Proposed amusement park and zoo in Australia

African Safari World was a proposed amusement park and zoo, to replace the Werribee Open Range Zoo, 32 km southwest of Melbourne, Australia. Warner Village Theme Parks, who already own and operate several properties on the Gold Coast in Queensland, was behind the proposal. The park was scheduled to open in 2010. On 1 June 2008 the Victorian government said it had rejected the proposal, because the cost to taxpayers would have been too great.

==Proposal==
The park would have occupied 40 ha of land and would include major thrill rides, roller coasters, restaurants and African-themed shops. The attractions would tie in with the existing open range zoo, sharing an African safari theme and the zoo would be redeveloped.

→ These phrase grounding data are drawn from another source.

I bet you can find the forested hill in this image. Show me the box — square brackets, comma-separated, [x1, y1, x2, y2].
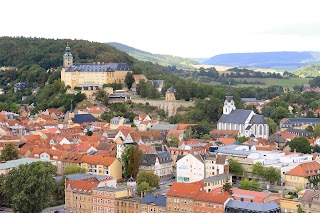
[203, 51, 320, 70]
[108, 42, 199, 68]
[292, 63, 320, 77]
[0, 37, 135, 69]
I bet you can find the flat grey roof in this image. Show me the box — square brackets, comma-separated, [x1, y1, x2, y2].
[202, 174, 232, 183]
[0, 158, 52, 170]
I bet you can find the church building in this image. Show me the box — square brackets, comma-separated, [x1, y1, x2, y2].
[217, 89, 269, 140]
[60, 45, 132, 89]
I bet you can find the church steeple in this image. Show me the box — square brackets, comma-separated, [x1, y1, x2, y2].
[223, 82, 236, 114]
[63, 43, 73, 68]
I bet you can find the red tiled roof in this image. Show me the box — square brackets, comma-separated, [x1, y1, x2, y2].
[195, 190, 230, 203]
[177, 123, 197, 130]
[286, 161, 320, 177]
[218, 138, 235, 145]
[167, 182, 204, 198]
[66, 178, 99, 192]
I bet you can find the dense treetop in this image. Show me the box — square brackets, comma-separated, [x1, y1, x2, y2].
[0, 36, 134, 69]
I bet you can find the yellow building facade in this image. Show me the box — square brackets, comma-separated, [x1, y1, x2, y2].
[280, 198, 300, 213]
[61, 45, 132, 89]
[79, 155, 123, 181]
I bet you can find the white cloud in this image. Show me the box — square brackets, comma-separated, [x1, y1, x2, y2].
[1, 0, 320, 57]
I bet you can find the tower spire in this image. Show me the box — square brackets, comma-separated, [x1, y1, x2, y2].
[228, 82, 231, 95]
[70, 100, 73, 112]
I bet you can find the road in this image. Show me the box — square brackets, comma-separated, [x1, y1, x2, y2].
[153, 177, 176, 195]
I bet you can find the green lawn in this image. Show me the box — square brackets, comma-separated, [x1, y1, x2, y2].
[233, 77, 309, 89]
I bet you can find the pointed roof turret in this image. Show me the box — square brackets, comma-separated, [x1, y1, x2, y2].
[166, 85, 175, 93]
[226, 82, 233, 101]
[64, 43, 72, 57]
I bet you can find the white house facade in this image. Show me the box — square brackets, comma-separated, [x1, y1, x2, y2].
[176, 153, 205, 183]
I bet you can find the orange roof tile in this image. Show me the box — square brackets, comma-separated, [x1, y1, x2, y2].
[218, 137, 235, 145]
[177, 123, 197, 130]
[167, 182, 203, 198]
[195, 190, 230, 203]
[66, 178, 99, 192]
[286, 161, 320, 177]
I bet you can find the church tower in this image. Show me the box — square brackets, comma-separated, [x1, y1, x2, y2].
[165, 85, 176, 101]
[63, 43, 73, 68]
[223, 83, 236, 114]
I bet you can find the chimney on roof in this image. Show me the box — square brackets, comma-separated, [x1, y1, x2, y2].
[97, 62, 100, 65]
[294, 149, 296, 153]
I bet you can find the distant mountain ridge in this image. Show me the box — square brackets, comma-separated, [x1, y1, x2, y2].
[203, 51, 320, 70]
[108, 42, 199, 68]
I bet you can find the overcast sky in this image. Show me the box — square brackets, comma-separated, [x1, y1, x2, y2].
[1, 0, 320, 57]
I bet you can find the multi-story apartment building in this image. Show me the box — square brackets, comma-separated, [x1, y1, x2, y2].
[166, 182, 230, 213]
[79, 155, 122, 181]
[65, 177, 100, 213]
[61, 45, 132, 89]
[140, 151, 173, 178]
[176, 153, 229, 183]
[116, 197, 140, 213]
[285, 161, 320, 189]
[91, 186, 133, 213]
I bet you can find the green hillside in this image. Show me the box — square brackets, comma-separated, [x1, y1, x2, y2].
[108, 42, 199, 68]
[0, 37, 135, 69]
[292, 63, 320, 77]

The project was estimated to cost A$220 million, was expected to draw 1.3 million visitors each year and add A$864 million to the state's economy over 10 years. 6,700 new construction jobs would be created and the park itself would employ 500 people during operation. It would have been marketed as a location where "animal adventure meets thrills and excitement".

===Attractions===

The concept art for the park.

Several attractions were proposed including:
- Serengeti Safari - An African animal tour. This tour was expected to be a redeveloped Werribee Open Range Zoo which was to feature:
  - Habitat and enclosure improvements
  - Increased animal numbers
  - Wildlife education and conservation centre
  - Australian animal experience
- A variety of rides, including water rides and Australia's greatest roller coaster
- Man-made lakes and mountains
- A Four Dimensional Theatre

==Support==
Victorian Tourism Minister Tim Holding supported the proposal, stating; "From our perspective, this is a very exciting proposal...It's one that we think can bring great benefits, not only to Victorian families who have to fly all the way to Queensland, all the way to the Gold Coast to see world-class theme parks...We think it's a fantastic proposal, it's one that we want to give very serious consideration to."

The cost to Victorian taxpayers, which was expected to exceed A$100 million, combined with Werribee Open Range Zoo's refusal caused the plan to be indefinitely delayed.

In July 2013, it was proposed by Geelong City Council that a theme park be built at nearby Avalon Airport, and they have restarted discussions with Village Roadshow.